Por último, gostaria de abordar outro equívoco sobre os MAPs. Tenho percebido que há pessoas que nos imploram a “procurar ajuda” quando escutam sobre nossa atração. Embora esse gesto seja certamente mais apreciado do que os típicos insultos ou ameaças, ainda sinto que é desacertado. Em muitos casos é imperativo que um MAP “procure ajuda” (“ajuda” neste caso refere-se à psicoterapia). Isso inclui sentir que não se podem controlar os impulsos sexuais, sentir angústia devido à atração por menores, sofrer de depressão, precisar de ajuda para lidar com a atração, etc. Note-se que até nesses casos um MAP ainda pode se sentir dissuadido de ir a terapia, pois muitos terapeutas carecem da formação e da experiência para tratar um assunto assim, e em alguns países tem leis que incentivam em grande parte os terapeutas a informar as autoridades sobre alguém que considerem um risco, mesmo se não o é. Tem mais consequências legais para terapeutas por não informar sobre alguém que acaba por cometer um crime que por informar alguém desnecessariamente.

No entanto, quando vejo pessoas implorar-nos a “procurar ajuda”, sinto que têm outra coisa em mente. Parecem ter a impressão de que um MAP, simplesmente por ter essa atração, deveria visitar um psiquiatra para “consertá-lo”. Esse raciocínio faz vários pressupostos errados, o mais grave sendo que a preferência sexual se pode alterar. Não só é impossível “livrar-se” da atração por menores: sugerir tal coisa assemelha-se perigosamente a um argumento a favor das terapias de reorientação sexual, já que supõe que uma atração sexual “indesejada” se pode simplesmente alterar usando métodos adequados. Muitos homossexuais no passado (e às vezes hoje em dia, infelizmente) tiveram que sofrer tratamentos atormentadores com a expectativa de que isso os tornaria “normais”, mas essas “terapias” têm demonstrado repetidamente ser vãs. Além do mais, o dano físico e emocional que tais tratamentos podem causar para alguém só pode ser prejudicial. Por que é que uma grande parte da sociedade tem determinado que tentar mudar a sexualidade dum homossexual está errado, mas que não aplica a mesma lógica para pessoas atraídas por menores? Claro, há o argumento de que um homossexual teleiófilo pode estar num relacionamento são e consensual. Porém, se estaria supondo novamente que ter uma atração necessariamente significa agir. Os homossexuais não foram submetidos a terapias de reorientação sexual com o propósito de impedir que se relacionassem com pessoas do mesmo sexo; foi mais porque a atração em si era visto como algo que precisava de “conserto”.

Desumanização

Apesar da angústia e da ansiedade que tive quando descobria minha sexualidade, hoje sinto-me muito mais à vontade com ela.

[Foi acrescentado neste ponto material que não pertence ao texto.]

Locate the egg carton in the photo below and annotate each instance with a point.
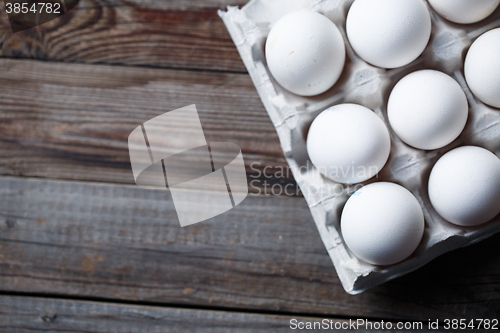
(369, 86)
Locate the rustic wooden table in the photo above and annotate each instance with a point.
(83, 249)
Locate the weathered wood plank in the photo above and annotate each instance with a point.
(179, 34)
(72, 121)
(29, 314)
(123, 242)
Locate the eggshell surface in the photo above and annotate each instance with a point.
(464, 11)
(348, 143)
(382, 223)
(427, 109)
(305, 53)
(464, 186)
(388, 33)
(482, 68)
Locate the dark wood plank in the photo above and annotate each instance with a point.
(27, 314)
(122, 242)
(72, 121)
(178, 34)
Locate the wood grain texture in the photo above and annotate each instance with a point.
(28, 314)
(123, 242)
(174, 34)
(72, 121)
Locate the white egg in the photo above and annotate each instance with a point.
(427, 109)
(388, 33)
(464, 11)
(482, 68)
(305, 53)
(348, 143)
(464, 186)
(382, 223)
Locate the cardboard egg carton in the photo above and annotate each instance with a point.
(369, 86)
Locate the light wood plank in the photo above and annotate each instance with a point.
(72, 121)
(123, 242)
(175, 34)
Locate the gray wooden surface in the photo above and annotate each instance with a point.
(78, 238)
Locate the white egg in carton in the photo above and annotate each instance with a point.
(370, 86)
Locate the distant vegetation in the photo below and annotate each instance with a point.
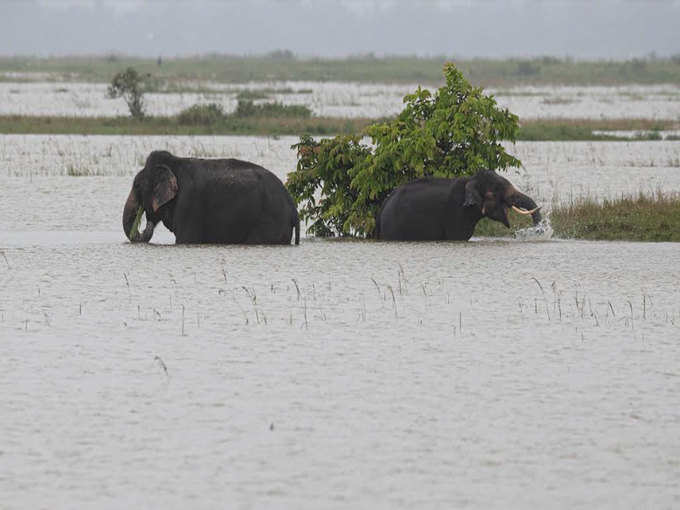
(210, 119)
(637, 218)
(641, 218)
(284, 66)
(129, 85)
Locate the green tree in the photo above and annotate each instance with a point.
(129, 85)
(455, 131)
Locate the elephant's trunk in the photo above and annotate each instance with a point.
(526, 206)
(132, 215)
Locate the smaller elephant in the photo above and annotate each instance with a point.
(433, 208)
(221, 201)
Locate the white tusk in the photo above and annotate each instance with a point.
(524, 211)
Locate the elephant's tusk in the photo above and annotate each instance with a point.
(134, 231)
(524, 211)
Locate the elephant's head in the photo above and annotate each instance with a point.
(494, 195)
(154, 187)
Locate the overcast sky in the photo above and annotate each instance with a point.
(463, 28)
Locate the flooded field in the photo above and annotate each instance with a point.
(337, 99)
(492, 374)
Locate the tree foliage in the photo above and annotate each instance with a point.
(340, 183)
(129, 85)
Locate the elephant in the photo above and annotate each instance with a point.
(434, 208)
(219, 201)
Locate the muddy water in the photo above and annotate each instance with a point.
(342, 99)
(489, 374)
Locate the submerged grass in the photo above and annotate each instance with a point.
(641, 218)
(229, 125)
(367, 68)
(278, 119)
(638, 218)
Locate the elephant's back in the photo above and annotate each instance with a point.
(414, 211)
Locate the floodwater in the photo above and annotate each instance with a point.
(341, 99)
(488, 374)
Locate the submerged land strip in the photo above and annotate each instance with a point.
(285, 66)
(640, 218)
(530, 129)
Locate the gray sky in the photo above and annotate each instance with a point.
(464, 28)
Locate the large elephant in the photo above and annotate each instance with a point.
(433, 208)
(223, 201)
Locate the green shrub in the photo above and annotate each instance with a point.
(455, 131)
(201, 115)
(247, 108)
(129, 84)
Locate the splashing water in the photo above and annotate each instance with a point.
(541, 232)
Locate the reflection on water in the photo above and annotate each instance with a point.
(339, 374)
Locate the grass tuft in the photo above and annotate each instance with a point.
(641, 218)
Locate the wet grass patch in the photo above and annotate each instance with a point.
(640, 218)
(365, 68)
(278, 119)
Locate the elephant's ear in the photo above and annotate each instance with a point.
(165, 187)
(472, 196)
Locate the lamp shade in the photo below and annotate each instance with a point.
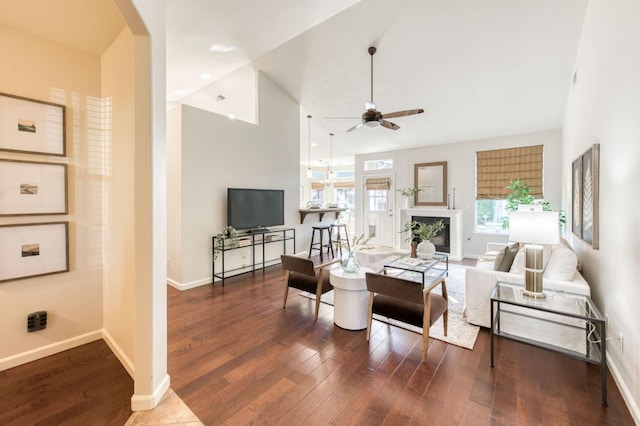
(534, 227)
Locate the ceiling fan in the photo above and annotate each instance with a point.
(372, 117)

Sei que não significa que perderei de repente a compaixão nem começarei a ansiar fazer mal. Sei que não sou uma má pessoa por ter essa atração. Decidi visitar um psiquiatra mesmo assim, só para escutar sua opinião. Afinal ele determinou que eu não representava perigo algum para crianças. Ele viu que, apesar da minha atração, não pretendia fazer mal a ninguém, e que já tinha aprendido a lidar com minha realidade há muito tempo. Como não tinha nada mais a fazer, decidimos terminar as sessões aí. Desgraçadamente, muitos MAPs sentem mesmo aflição sobre isso, e as atitudes hostis que surgem com respeito a esse tema não ajudam a aprimorar a situação.

O mal-entendido dos termos mencionados, assim como a atitude geral e o tratamento dos MAPs, creia uma situação na qual somos constantemente desumanizados só por existir. Diria inclusive que somos um grupo oprimido. Somos vistos como subumanos, monstros e bombas-relógio. Muitos de nós tivemos uma infância como qualquer outra, passatempos como qualquer outro, aspirações como qualquer outra, e no entanto, devido à nossa preferência sexual, somos sujeitados a sentir que somos menos que humanos. Nem podemos falar disso sem assumir o risco de ser marginalizados. Já vi pessoas exigirem a morte de pessoas como eu, com expressões como “a única cura é uma bala na cabeça” ou “o único pedófilo bom é o que esteja morto”, enquanto são encorajadas. É genocida. E nas raras ocasiões em que se fala de nós como algo além de demônios, manifestam-se em seguida sentimentos de repugnância e histeria. Como é que se pode considerar isso outra coisa senão desumanizante e opressivo?